YAVŞAK kavgası giderek büyüyor

Abone ol

İslamcı aydınlar arasındaki "yavşak" kavgası giderek büyüyor. Konuya bir yazar daha katıldı.

Hürriyet Gazetesi yazarı Ahmet Hakan ile Aksiyon Dergisi yazarı Ahmet Taşgetiren arasında başlayan "yavşak" kavgasına sürekli yeni isimler eklenmeye başladı. Altınoluk dergisinden Ahmet Taşgetiren'in Ahmet Hakan'a ''yavşak'' imasından sonra Hakan çileden çıkmış ve diyerek Taşgetirene sert bir cevap vermişti.

Yavşak tartışmadı dindi, diniyor derken bu kez Yeni Şafak'dan Ali Bulaç, konuya müdahil olmuş ve Hakan'ı 'deşifretörlük'le itham edince Ahmet Hakan'ın Bulaç'a da yanıtı gecikmedi ve ona şöyle seslendi: "Eğer geçimimi "deşifretörlük"ten kazansaydım. Genelleme falan yapmaya kalkmaz, mesela sadece Ali Bulaç’ın kişisel durumuyla ilgili birkaç noktayı deşifre etmekle yetinirdim. O Ali Bulaç değil midir, 28 Şubat’a kadar "İslam devrimcisi" olup, 28 Şubat’ta düdük çalınca "İslam demokratlığı"na geçiş yapan. Yani demem o ki, "açtırmasınlar kutuyu, söyletmesinler kötüyü" de, ben böyle mizahi yazılar yazıp kafama göre takılmaya devam edeyim."
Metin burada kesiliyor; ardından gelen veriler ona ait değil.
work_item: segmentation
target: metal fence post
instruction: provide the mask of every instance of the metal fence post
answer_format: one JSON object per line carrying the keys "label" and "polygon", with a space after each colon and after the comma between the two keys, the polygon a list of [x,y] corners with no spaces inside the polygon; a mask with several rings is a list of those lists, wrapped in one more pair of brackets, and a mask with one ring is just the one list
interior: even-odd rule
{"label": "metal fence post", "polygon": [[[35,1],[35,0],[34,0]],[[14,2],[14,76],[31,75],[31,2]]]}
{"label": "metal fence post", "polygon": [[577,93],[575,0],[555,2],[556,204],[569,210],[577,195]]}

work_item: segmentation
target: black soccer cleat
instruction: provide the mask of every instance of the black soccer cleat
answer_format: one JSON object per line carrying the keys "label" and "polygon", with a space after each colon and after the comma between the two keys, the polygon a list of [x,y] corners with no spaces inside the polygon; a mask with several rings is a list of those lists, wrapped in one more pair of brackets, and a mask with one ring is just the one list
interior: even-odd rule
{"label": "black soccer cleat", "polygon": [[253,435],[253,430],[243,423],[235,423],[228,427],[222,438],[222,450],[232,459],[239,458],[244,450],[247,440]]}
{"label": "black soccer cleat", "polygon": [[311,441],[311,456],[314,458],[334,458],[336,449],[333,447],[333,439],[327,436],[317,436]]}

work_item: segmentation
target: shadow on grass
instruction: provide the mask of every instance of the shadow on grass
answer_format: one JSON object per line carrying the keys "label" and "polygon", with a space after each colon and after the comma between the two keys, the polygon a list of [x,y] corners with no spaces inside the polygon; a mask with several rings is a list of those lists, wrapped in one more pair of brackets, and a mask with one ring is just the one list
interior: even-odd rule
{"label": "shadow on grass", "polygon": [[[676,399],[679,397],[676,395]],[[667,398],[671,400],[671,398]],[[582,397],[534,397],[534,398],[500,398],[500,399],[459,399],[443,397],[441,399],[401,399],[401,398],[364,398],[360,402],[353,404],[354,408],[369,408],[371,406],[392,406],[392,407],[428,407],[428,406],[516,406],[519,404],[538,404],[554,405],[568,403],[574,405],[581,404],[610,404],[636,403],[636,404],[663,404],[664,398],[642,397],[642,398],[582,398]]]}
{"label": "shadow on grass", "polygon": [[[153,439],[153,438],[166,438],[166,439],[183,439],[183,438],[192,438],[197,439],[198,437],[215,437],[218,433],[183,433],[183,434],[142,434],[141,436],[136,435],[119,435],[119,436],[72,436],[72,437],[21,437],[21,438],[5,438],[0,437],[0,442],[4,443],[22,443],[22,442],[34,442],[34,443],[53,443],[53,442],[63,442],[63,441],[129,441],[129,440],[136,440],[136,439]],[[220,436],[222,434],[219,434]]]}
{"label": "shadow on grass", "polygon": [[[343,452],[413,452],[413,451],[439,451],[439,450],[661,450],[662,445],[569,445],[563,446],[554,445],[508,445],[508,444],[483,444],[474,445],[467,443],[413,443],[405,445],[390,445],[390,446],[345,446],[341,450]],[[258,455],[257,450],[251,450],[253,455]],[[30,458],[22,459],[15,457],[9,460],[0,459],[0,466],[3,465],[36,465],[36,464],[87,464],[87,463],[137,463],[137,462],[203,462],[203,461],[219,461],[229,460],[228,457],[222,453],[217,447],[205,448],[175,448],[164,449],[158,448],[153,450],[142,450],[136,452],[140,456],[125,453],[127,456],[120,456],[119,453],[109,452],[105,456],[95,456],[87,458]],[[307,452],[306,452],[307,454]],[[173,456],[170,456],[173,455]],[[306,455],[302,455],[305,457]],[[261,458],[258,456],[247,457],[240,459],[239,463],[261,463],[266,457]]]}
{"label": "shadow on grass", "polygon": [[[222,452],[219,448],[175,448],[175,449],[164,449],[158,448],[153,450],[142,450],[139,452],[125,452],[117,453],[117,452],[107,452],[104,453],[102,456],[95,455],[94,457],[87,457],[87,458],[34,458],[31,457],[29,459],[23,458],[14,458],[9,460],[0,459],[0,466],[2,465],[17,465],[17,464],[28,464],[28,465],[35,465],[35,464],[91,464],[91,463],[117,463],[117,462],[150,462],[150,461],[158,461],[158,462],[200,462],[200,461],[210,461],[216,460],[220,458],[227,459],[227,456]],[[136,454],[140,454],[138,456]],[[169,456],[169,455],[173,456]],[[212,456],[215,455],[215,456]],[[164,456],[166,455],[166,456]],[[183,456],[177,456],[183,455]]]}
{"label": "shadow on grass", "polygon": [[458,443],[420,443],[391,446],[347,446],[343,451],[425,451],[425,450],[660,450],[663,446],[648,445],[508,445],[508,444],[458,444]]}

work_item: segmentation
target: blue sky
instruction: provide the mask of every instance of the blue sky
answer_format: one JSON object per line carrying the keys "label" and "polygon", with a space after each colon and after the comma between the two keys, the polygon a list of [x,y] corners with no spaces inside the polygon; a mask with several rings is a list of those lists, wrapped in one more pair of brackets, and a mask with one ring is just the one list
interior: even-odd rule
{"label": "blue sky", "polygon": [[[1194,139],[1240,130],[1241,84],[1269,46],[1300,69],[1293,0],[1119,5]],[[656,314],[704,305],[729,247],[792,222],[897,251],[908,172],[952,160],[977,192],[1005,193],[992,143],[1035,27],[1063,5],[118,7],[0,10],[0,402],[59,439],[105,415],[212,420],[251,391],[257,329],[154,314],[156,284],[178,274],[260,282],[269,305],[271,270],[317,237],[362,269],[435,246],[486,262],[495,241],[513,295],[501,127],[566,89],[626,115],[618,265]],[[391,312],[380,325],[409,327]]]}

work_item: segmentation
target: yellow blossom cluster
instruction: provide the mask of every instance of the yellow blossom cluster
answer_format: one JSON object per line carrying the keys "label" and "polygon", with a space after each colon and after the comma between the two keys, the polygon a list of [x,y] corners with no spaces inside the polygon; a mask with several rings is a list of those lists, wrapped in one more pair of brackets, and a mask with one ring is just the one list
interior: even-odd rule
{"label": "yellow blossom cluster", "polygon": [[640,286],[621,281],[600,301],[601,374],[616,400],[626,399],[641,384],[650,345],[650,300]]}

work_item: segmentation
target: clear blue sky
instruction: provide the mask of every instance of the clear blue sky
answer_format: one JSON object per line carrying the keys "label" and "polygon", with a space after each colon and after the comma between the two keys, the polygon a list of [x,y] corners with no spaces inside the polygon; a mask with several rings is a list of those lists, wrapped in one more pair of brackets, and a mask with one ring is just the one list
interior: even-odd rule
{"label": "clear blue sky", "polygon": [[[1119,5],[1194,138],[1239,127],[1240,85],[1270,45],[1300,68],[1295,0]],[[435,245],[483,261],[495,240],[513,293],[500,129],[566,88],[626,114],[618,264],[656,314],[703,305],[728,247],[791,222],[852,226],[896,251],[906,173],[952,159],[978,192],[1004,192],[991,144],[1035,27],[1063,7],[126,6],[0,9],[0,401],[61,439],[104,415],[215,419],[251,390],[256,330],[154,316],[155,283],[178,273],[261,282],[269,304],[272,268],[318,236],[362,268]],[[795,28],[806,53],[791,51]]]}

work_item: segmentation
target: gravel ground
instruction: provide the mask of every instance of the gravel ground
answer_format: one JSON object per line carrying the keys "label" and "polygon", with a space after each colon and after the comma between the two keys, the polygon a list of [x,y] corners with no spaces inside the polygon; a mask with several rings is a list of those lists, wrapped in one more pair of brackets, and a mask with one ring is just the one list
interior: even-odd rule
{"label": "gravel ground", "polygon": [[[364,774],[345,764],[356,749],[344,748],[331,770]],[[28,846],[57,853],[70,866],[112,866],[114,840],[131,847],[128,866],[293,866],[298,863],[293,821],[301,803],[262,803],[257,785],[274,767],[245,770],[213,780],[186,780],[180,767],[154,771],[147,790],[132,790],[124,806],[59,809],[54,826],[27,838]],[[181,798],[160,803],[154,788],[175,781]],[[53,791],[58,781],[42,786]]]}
Bu üç İslamcı yazar arasındaki kavga nasıl bir boyut kazanacak diye merak ederken konuya bir 4. kişi daha karıştı. O kişi de Ali Bulaç ile aynı gazetede mesai arkadaşı olan Fikri Akyüz oldu. Akyüz köşesinde başlıklı yazısında Hakan'ı şöyle eleştirdi:

"Evet, çoktandır Ahmet Hakan'ı yazmak istiyordum yazamadım, daha doğrusu yazmadım; ama artık “farz” oldu..Ahmet Hakan, savunma sadedinde yazdığı yazının “periferisine” fırdöndü ithamında bulunduğu Ali Bulaç'ı da dahil etti ve “Ali Bulaç açtırma kutuyu, söyletme kötüyü..” diyerek kendi deyimiyle “hafif ve mizahi” bir üslup kullandı.

İşte birilerini psikolojik anlamda tehdit ederek “Bak yazarım haaaa..” demek, Hakan gibi “usturupsuz üslup” sahibi bir yazara yakışmıyor! Bu üslubun “Ben yazarım, bazen de çizerim; haaa haaa haaa..” repliğinden ne farkı vardır?"